Ксения уезжает на днях в Москву и отдает мне своего брата. Приезжая с фронта, Юрий будет жить братом у меня. Я рада этому. Хорошо о ком-нибудь заботиться… Мой дом вообще будет служить зимним пристанищем для бездомных, для осиротевших, для тех, кто видит во мне уют, огонек, твердую руку, спасение от одиночества: Валерка, Гнедич, Юрий, Хмельницкая.

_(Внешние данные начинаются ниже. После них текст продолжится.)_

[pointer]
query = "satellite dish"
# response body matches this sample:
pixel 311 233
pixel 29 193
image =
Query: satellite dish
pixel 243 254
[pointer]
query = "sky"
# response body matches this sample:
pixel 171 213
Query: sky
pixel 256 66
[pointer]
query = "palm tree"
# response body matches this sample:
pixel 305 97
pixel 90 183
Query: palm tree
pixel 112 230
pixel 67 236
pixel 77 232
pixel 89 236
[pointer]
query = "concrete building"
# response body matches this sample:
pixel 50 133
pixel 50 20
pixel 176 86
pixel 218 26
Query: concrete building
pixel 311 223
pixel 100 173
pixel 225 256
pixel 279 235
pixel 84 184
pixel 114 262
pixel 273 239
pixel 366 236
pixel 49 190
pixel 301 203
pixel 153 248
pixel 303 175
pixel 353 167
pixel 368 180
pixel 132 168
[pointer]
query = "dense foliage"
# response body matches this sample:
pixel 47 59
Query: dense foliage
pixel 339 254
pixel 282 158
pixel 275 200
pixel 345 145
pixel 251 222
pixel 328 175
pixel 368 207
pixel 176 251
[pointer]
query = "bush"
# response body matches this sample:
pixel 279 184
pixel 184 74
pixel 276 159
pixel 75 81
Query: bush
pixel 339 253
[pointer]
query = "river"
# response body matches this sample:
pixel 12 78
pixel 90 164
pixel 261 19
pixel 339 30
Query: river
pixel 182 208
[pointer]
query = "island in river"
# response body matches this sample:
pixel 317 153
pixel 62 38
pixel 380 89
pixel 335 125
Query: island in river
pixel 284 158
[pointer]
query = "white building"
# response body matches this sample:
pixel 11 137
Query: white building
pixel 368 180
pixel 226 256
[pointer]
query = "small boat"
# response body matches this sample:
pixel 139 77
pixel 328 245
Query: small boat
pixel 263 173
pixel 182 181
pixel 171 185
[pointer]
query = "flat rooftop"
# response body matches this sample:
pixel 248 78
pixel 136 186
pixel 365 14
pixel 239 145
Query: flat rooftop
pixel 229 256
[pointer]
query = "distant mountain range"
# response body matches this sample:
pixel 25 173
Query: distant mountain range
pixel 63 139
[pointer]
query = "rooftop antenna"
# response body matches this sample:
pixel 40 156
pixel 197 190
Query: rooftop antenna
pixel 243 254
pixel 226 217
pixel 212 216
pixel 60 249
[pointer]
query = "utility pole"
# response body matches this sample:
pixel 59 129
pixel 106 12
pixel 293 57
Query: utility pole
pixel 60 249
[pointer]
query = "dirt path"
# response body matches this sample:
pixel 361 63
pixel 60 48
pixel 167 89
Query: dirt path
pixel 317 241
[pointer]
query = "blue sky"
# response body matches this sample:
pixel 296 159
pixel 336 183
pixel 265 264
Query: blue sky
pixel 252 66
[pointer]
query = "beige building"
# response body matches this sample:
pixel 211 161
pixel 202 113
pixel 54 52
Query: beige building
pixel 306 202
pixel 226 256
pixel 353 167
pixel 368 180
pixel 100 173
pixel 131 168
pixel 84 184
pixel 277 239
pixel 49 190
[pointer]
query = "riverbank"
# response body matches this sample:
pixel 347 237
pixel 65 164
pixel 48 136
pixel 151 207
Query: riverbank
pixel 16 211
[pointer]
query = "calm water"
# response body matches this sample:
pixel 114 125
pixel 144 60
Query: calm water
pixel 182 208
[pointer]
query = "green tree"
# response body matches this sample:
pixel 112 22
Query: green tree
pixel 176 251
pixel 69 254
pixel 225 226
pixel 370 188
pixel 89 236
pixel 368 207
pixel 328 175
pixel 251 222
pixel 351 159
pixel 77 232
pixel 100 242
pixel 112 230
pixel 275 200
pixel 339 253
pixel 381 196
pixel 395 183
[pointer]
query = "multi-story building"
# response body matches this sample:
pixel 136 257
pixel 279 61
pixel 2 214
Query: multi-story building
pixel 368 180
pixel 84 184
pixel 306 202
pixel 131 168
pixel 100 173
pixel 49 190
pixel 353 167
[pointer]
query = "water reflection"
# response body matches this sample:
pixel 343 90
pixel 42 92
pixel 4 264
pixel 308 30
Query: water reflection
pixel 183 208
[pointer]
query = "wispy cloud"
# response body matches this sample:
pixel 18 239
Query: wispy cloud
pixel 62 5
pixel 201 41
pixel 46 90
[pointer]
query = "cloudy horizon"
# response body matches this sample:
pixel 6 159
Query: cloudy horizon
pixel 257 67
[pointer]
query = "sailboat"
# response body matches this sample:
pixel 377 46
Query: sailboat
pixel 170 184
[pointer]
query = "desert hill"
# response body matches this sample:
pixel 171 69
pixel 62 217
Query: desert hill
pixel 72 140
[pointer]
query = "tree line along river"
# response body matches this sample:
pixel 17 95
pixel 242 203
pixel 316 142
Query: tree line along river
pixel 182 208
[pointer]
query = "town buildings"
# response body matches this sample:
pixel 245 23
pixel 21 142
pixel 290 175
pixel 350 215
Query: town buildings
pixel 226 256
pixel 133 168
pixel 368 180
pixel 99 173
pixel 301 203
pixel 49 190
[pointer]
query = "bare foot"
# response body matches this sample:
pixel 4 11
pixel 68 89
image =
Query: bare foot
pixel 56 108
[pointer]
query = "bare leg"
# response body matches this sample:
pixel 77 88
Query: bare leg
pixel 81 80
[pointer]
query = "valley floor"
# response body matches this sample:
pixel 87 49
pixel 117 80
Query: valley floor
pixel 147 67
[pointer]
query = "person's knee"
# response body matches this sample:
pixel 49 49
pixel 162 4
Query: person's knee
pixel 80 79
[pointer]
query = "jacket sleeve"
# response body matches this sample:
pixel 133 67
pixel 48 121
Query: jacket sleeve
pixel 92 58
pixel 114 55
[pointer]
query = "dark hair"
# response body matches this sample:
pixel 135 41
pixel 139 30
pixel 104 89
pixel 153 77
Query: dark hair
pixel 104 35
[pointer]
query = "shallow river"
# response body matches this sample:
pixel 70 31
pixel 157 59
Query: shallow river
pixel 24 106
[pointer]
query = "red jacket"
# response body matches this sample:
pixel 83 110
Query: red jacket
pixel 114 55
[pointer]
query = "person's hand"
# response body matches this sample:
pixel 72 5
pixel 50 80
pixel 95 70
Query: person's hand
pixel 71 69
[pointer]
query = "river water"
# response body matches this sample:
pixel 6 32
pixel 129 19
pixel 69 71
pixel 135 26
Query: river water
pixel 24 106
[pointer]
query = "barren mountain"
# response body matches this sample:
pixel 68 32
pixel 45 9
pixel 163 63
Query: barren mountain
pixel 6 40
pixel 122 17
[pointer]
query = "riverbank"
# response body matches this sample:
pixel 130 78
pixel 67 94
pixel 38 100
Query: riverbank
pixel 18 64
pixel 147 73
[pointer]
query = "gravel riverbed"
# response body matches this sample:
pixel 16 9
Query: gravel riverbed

Я кому-то нужна. Мне не нужен никто.
От брата и милой соседки – драматические письма. Прибыли на место, истратились, багаж застрял в дороге, тесно, нехорошо, местные люди полувраждебны и настроены рвачески (вполне естественная реакция обывательщины на приезд бедных родственников!). Выслала два раза деньги. Если багаж их пропадет – в особенности богатейший багаж Эдика, – не знаю, как вывернусь из такого юмористического положения. Отложила для продажи бриллианты, золото. Покупателя пока нет. Эдик – по письмам соседки – продает и меняет направо и налево, бестолково, жадно, втихомолку и глупо. Знаю беспечность брата, его детское легкомыслие, эгоизм, непрактичность и страсть к еде, к тратам, к разбазариванию – знала все это раньше. Слава богу, финансовых скандалов за последние годы у меня было с ним достаточно – я только никогда не писала об этом в дневнике. У меня регулярно два-три раза в год летели тысячи рублей для покрытия его служебных растрат, в которых элемента растраты, как использования государственных средств на свои, личные нужды, никогда не было. Он просто не умеет юридически обращаться с казенными деньгами: он их раздает без расписок, он их доверяет посторонним людям, а потом удивляется, что выданные ими частные расписки не имеют ценности оправдательного документа, он покупает служебное оборудование без счетов, он радуется удачному приобретению для государства, не зная заранее, проведет ли финансовый отдел такую покупку по акту, и все в таком духе. А потом возникают комиссии, протоколы и угрозы предания суду. Он страдает, мечется, ничего не понимает, его путают и обманывают, он верит и ждет от кого-то какой-то помощи и ни слова не говорит мне. А когда дело принимает грозный оборот, обращается ко мне, лжет, фальшивит, виляет, я его допрашиваю, жестко и по-прокурорски, мама мучается и плачет, дома создается гнетущая атмосфера, мешающая дышать, я молча думаю о будущем (неужели так будет всегда? Неужели мне всю жизнь придется спасать брата, неужели я никогда не увижу в нем помощника и друга?) – и в результате всякое дело с финансовой стороны улаживается, потому что я плачу, плачу, плачу все деньги.